グテレス氏は1995年から02年までポルトガル首相を務めた経験を持つ。05年6月から15年12月まで国連難民高等弁務官として難民危機への対処にあたった。17年1月から国連事務総長を務めている。8日に再任を推薦する決議が安全保障理事会で採択され、事実上続投が決まっていた。2期10年を務めるのは通例だが、事務総長の人選は拒否権を持つ安保理の常任理事国が決定権を握る。
シンクタンク、国際危機グループ(ICG)のリチャード・ガウエン氏は現在の1期目の評価について「トランプ前政権との関係管理が最大の試練だった」と振り返る。米国第一主義を掲げたトランプ政権は国連人権理事会、国連教育科学文化機関(ユネスコ)などの国連機関から脱退し、国連を舞台とする国際協調に背を向けた。
だが、グテレス氏はトランプ政権が推し進めようとしていた国連予算の削減については再検討するよう米国を説得し、機関を弱体化させる予算削減を回避した。ガウエン氏は「トランプ氏による国連へのダメージを抑えるのに成功した」と指摘する。
一方、グテレス氏は国連予算への拠出が高い国々への配慮などから、人権や紛争解決の分野で及び腰になっているとの指摘もある。中国の新疆自治区の少数民族ウイグル族の問題やサウジアラビア人記者のジャマル・カショギ氏殺害事件などをめぐり、厳しい対応を取らなかった。
紛争解決分野では、シリアの内戦が継続し、リビアの内戦ではグテレス氏が同国訪問中に武装勢力を率いるハフタル司令官が首都トリポリに向け進軍を始めるなど、グテレス氏の外交努力が危機にさらされる場面もあった。

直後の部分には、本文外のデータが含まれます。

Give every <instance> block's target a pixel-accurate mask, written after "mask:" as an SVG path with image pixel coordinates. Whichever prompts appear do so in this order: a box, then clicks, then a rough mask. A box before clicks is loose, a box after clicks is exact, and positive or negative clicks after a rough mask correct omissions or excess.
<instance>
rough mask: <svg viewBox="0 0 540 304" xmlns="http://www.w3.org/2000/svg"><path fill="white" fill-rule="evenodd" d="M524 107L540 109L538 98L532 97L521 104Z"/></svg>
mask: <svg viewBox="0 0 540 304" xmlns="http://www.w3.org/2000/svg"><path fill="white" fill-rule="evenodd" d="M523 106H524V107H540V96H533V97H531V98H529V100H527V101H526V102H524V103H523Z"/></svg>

ヒューマン・ライツ・ウオッチ(HRW)はグテレス氏に人権分野の取り組みを強化するよう呼びかける声明を出した。ケネス・ロス代表は「中国、ロシア、米国やその同盟国による人権侵害への沈黙が、グテレス氏の1期目を象徴した」と批判する。権威主義者を容認するトランプ前米大統領や中国のウイグル少数民族の人権侵害に対してグテレス氏が行動を取らなかったとした。